As shown in Figure 4, S100A9 and S100A8/A9 induced the production of TNF-α, IL-1-β, IL-6, and IL-8, but not of IL-10 and IL-12 p70, in a dose-dependent manner; all values for the complex were lower than those for the A9 homodimer, although not statistically significant. In contrast, S100A8 failed to induce significant levels of cytokine production. It is thus likely that the S100A9 subunit in the heterodimer is critical in activating the proinflammatory signaling.
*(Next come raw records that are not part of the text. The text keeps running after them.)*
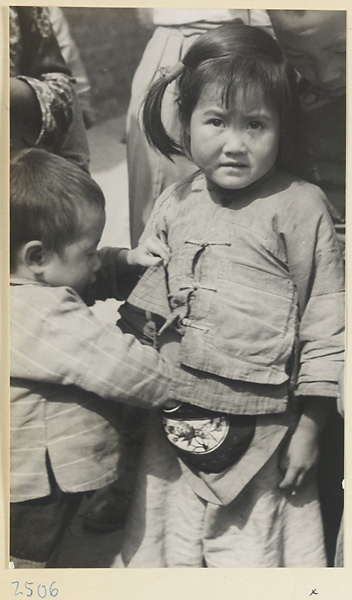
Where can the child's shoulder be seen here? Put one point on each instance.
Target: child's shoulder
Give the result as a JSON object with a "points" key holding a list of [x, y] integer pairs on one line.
{"points": [[302, 195], [40, 298], [180, 190]]}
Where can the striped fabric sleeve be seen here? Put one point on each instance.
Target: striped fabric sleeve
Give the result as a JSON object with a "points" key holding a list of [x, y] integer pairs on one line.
{"points": [[62, 342]]}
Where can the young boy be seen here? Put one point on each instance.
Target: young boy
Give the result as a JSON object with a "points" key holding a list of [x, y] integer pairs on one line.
{"points": [[64, 437]]}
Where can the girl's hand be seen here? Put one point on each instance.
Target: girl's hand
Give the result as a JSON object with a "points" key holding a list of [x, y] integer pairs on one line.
{"points": [[148, 253], [299, 458]]}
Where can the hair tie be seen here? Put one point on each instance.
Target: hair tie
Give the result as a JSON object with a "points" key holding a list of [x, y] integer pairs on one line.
{"points": [[171, 73]]}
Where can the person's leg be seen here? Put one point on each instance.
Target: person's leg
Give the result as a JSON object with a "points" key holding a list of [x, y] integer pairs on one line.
{"points": [[263, 527], [37, 527], [165, 524]]}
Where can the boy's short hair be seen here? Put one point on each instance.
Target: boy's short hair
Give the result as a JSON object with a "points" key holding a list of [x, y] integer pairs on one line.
{"points": [[48, 199]]}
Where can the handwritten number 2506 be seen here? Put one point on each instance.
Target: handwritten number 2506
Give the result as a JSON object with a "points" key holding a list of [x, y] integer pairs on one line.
{"points": [[42, 591]]}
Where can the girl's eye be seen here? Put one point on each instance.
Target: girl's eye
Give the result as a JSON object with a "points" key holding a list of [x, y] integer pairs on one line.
{"points": [[216, 122], [255, 125]]}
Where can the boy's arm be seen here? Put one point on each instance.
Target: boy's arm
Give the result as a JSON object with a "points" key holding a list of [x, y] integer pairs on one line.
{"points": [[56, 339], [121, 268]]}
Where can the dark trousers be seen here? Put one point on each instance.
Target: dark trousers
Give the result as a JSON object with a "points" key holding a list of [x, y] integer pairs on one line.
{"points": [[37, 526]]}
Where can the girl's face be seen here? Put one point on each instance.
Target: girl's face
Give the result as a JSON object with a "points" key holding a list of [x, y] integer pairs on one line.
{"points": [[236, 145]]}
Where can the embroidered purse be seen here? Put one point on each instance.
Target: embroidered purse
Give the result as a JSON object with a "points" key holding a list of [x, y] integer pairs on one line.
{"points": [[207, 440]]}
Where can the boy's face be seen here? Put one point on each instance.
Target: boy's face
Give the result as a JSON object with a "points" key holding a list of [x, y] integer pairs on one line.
{"points": [[75, 266], [236, 145], [315, 44]]}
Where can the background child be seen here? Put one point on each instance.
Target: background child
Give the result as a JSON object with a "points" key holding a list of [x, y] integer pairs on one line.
{"points": [[64, 439], [254, 265]]}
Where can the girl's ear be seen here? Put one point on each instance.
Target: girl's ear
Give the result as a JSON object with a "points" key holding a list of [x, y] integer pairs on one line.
{"points": [[34, 256]]}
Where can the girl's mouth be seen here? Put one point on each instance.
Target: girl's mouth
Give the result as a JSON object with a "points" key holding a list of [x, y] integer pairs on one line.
{"points": [[234, 165]]}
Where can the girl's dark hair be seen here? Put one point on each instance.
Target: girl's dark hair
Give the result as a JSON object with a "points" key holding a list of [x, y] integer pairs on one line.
{"points": [[48, 199], [234, 57]]}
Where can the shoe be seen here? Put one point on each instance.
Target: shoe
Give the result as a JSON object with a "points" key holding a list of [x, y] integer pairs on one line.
{"points": [[107, 510]]}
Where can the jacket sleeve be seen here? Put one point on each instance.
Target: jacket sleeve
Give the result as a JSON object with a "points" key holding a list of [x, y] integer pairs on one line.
{"points": [[115, 279], [316, 265], [62, 342]]}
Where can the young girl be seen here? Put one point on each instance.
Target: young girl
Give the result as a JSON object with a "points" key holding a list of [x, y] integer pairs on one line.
{"points": [[250, 307]]}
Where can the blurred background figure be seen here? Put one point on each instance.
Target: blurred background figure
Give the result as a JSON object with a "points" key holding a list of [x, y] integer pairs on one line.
{"points": [[71, 54], [44, 110], [315, 43]]}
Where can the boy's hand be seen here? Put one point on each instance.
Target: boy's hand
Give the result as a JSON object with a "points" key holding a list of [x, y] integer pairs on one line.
{"points": [[150, 252]]}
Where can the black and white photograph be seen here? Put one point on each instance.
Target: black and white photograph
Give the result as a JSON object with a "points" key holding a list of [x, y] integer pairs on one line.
{"points": [[177, 184]]}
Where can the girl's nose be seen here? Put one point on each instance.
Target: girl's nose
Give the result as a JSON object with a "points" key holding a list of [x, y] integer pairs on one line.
{"points": [[234, 142], [96, 263]]}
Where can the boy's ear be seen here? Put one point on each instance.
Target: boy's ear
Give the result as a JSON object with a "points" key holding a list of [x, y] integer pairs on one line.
{"points": [[34, 256]]}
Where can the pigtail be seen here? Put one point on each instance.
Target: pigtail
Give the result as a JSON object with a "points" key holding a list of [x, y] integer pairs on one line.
{"points": [[154, 129]]}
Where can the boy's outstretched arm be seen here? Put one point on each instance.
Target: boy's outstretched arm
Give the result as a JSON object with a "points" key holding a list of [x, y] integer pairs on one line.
{"points": [[60, 341]]}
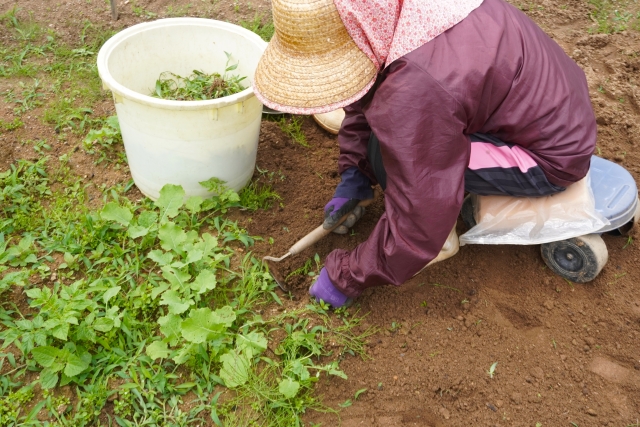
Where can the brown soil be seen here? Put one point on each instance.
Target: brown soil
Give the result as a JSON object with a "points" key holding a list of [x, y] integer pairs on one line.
{"points": [[567, 354]]}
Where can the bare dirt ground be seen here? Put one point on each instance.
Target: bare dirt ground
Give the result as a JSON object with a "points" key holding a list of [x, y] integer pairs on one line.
{"points": [[568, 354]]}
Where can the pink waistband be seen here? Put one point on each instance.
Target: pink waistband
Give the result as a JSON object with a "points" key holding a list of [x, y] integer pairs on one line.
{"points": [[486, 155]]}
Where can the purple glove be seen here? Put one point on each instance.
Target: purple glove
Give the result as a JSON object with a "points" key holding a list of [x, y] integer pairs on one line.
{"points": [[339, 207], [324, 290], [353, 188]]}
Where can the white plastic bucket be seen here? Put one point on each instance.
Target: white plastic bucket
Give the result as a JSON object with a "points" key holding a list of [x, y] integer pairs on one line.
{"points": [[183, 142]]}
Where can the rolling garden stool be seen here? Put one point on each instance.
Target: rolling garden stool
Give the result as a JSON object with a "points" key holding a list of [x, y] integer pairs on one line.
{"points": [[580, 259]]}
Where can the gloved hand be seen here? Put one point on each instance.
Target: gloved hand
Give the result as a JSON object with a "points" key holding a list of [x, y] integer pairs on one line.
{"points": [[353, 188], [324, 290]]}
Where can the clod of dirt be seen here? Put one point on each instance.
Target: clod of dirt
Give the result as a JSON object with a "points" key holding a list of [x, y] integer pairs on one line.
{"points": [[537, 372], [445, 413]]}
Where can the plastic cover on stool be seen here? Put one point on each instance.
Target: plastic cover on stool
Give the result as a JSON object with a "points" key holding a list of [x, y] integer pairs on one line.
{"points": [[530, 221]]}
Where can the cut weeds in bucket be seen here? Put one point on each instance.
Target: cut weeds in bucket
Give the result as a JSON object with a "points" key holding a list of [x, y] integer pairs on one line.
{"points": [[199, 86]]}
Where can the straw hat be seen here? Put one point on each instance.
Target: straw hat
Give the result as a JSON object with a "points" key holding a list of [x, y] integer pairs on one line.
{"points": [[311, 64]]}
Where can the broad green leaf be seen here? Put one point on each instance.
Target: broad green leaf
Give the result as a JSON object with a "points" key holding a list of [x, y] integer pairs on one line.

Next, in vitro-differentiated macrophages, prepared by incubating monocytes for 7 days with or without GM-CSF or IFN-γ, were stimulated for 24 hours by 2 μM S100A8/A9 (50 μg/ml; equivalent to approximately the mean concentration in RA SF), and TNF-α production was determined. As shown in Figure 5, these macrophages, particularly when treated with cytokines, could respond well to S100A8/A9 by producing TNF-α. These results suggest that the secreted S100A8/A9 heterodimer may amplify the local expression of proinflammatory cytokines in joints of patients with RA.

To examine whether S100A8/A9 used RAGE and CD36 as signal transducing receptors on monocytes, monocytes were stimulated for 24 hours by 10 μM S100A8/A9 with or without anti-RAGE Ab, esRAGE (the splice variant lacking the transmembrane-spanning domain), and anti-CD36 Ab, and culture supernatants were measured for cytokine concentrations by immunoassay. The S100A8/A9-stimulated cytokine response was not significantly reduced by blockade of the RAGE or CD36 receptor (percentage of inhibition, < 30%). Therefore, neither RAGE nor CD36 appears to be relevant to S100A8/A9 stimulation in monocytes.